Regexp question for doing "and" searches


#1

Just can’t quite figure this one out.

Given a search phrase like “one two three”, I want to search a list of
text strings for onex that contain ALL of those words, but not
necessarily in that order.

The hard part for me is the “not necessarily in that order”.

Using ‘\b(one|two|three)\b’ will match if at least one of them occurs in
any order, but I need all of them to match and be in any order.

two one three => match
one three => does not match

Any ideas? Is this possible with regular expressions?

Thanks!
Jeff


#2

On Sat, 4 Feb 2006 06:38:12 +0900, Jeff C. removed_email_address@domain.invalid
wrote:

Just can’t quite figure this one out.

Given a search phrase like “one two three”, I want to search a list of
text strings for onex that contain ALL of those words, but not
necessarily in that order.

You can use look-aheads to build a re that looks like:

/^(?=.\bone\b)(?=.\btwo\b)(?=.*\bthree\b)/

ensuring a match only if all look-ahead assertions pass.

phrase = “one two three”
re = %r/^#{phrase.split.map{|s|"(?=.*\b#{s}\b)"}}/
while DATA.gets
print if ~re
end
END
one two three YUP
one three two YUP
zone two three NOPE
three and two and one YUP

regards,
andrew


#3

Jeff C. wrote:

two one three => match
one three => does not match

Seems to work:

s = “foo two bar three zap one”
rx = /^(?=.*one)(?=.*two).*three/m

p (rx =~ s)

s = “one three”
p (rx =~ s)

Works like this too:
rx = /^(?=.*one)(?=.*two)(?=.*three)/m


#4

Andrew J. wrote:

You can use look-aheads to build a re that looks like:

/^(?=.\bone\b)(?=.\btwo\b)(?=.*\bthree\b)/

ensuring a match only if all look-ahead assertions pass.

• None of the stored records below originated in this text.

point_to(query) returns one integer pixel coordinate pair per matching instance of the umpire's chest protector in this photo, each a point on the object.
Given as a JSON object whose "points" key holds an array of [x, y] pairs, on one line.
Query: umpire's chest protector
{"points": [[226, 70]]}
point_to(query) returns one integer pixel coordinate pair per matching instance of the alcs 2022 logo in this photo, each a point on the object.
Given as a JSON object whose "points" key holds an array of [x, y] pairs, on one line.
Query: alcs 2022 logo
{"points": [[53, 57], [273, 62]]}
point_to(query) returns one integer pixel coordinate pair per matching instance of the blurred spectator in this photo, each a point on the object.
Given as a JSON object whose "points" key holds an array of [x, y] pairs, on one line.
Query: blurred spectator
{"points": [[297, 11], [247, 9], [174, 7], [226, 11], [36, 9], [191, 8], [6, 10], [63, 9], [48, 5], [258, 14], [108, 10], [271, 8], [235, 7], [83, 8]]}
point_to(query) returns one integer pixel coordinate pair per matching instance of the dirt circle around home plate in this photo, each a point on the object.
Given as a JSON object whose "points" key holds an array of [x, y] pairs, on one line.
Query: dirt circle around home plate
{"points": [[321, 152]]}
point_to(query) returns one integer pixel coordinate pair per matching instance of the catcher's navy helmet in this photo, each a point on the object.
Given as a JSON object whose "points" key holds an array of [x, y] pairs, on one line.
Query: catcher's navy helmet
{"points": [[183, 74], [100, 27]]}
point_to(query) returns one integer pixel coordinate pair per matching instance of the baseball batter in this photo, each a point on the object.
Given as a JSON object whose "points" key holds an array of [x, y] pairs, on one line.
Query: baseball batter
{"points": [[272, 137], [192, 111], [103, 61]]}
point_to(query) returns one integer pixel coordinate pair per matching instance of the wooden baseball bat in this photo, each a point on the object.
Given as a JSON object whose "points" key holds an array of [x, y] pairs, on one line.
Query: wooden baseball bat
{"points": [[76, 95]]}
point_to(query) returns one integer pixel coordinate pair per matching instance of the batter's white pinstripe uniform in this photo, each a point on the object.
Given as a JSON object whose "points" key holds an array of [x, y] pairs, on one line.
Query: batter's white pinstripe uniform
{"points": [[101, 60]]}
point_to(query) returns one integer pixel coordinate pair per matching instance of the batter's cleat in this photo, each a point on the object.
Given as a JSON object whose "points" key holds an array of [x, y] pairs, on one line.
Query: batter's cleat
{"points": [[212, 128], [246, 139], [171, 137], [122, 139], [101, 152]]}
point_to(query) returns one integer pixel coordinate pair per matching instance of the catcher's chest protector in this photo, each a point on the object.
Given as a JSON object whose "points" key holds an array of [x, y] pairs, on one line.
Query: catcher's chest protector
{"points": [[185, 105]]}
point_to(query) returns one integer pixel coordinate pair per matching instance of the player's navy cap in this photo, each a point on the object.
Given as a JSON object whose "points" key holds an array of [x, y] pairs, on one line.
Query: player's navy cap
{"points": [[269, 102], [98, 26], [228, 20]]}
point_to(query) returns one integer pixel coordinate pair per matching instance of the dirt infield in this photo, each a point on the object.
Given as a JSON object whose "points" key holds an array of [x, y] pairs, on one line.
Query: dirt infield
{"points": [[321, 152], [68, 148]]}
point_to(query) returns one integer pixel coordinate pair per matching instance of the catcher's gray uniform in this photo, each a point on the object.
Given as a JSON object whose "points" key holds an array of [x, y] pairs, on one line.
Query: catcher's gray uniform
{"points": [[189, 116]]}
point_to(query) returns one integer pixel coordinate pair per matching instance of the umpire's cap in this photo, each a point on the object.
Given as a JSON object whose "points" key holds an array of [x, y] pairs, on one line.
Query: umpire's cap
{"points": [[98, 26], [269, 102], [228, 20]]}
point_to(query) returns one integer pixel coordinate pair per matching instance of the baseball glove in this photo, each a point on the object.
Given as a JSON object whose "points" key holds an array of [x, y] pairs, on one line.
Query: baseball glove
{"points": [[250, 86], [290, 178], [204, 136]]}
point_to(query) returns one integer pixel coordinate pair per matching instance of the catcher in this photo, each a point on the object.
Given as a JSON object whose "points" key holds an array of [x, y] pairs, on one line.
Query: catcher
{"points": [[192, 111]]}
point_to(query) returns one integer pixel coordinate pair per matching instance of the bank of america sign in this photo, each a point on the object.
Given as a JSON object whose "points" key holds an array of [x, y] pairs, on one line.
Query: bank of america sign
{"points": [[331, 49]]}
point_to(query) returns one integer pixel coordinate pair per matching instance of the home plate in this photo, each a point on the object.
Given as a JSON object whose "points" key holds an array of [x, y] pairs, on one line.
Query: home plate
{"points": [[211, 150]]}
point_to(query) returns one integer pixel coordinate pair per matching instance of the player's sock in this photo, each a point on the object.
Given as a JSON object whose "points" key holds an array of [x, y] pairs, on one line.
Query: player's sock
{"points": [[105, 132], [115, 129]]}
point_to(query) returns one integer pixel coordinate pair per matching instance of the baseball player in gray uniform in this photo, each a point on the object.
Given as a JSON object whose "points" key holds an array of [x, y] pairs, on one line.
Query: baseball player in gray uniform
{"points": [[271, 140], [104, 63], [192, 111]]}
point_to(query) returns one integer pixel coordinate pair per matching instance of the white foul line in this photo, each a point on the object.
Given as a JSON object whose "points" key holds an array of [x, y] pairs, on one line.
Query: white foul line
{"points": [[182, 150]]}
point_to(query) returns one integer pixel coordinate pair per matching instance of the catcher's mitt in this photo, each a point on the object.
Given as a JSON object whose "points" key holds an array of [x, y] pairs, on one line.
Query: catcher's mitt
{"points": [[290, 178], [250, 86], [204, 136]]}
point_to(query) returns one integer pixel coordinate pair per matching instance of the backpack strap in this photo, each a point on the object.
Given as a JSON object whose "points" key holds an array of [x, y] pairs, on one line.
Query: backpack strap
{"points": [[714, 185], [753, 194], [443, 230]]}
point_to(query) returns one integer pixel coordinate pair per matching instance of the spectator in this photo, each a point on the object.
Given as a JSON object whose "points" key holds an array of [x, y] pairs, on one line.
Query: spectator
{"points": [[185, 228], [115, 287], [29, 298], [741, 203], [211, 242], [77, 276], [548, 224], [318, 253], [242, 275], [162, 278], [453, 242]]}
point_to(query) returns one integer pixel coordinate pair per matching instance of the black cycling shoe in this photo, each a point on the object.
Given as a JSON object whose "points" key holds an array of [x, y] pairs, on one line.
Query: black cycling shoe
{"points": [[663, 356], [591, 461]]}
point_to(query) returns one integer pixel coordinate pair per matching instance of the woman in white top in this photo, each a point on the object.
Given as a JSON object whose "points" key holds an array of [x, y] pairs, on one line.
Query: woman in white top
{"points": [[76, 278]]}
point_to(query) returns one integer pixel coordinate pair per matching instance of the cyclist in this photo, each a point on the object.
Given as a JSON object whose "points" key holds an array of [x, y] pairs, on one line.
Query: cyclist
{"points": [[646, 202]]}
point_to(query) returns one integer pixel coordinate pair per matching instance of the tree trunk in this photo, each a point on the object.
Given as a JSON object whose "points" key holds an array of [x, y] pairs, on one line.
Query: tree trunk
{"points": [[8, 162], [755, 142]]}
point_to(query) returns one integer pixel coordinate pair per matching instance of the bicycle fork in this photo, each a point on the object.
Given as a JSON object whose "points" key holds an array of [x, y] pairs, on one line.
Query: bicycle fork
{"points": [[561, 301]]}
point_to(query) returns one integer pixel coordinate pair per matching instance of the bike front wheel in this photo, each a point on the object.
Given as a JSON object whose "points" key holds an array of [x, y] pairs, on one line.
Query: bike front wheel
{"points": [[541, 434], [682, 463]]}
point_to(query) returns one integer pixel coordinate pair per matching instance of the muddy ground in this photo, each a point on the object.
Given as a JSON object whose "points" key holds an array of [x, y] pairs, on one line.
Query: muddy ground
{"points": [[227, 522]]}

Awesome! I’ll give it a try.

Thanks a lot.
Jeff


#5

On Sat, 4 Feb 2006, Jeff C. wrote:

two one three => match
one three => does not match

Any ideas? Is this possible with regular expressions?

Thanks!
Jeff

stupid - but works

 harp:~ > cat a.rb
 strings = <<-txt
   two one three
   one three
   one foo two bar  three
   foo two bar one three
   two
 txt

 atoms = '\b(?:one|two|three)\b'
 re = %r/(?:#{ atoms }).*(?:#{ atoms }).*(?:#{ atoms })/

 require "yaml" and strings.each{|string| y string => (string =~ re 

? true : false)}

 harp:~ > ruby a.rb
 ---
 "  two one three\n": true
 ---
 "  one three\n": false
 ---
 "  one foo two bar  three\n": true
 ---
 "  foo two bar one three\n": true
 ---
 "  two\n": false

hth.

-a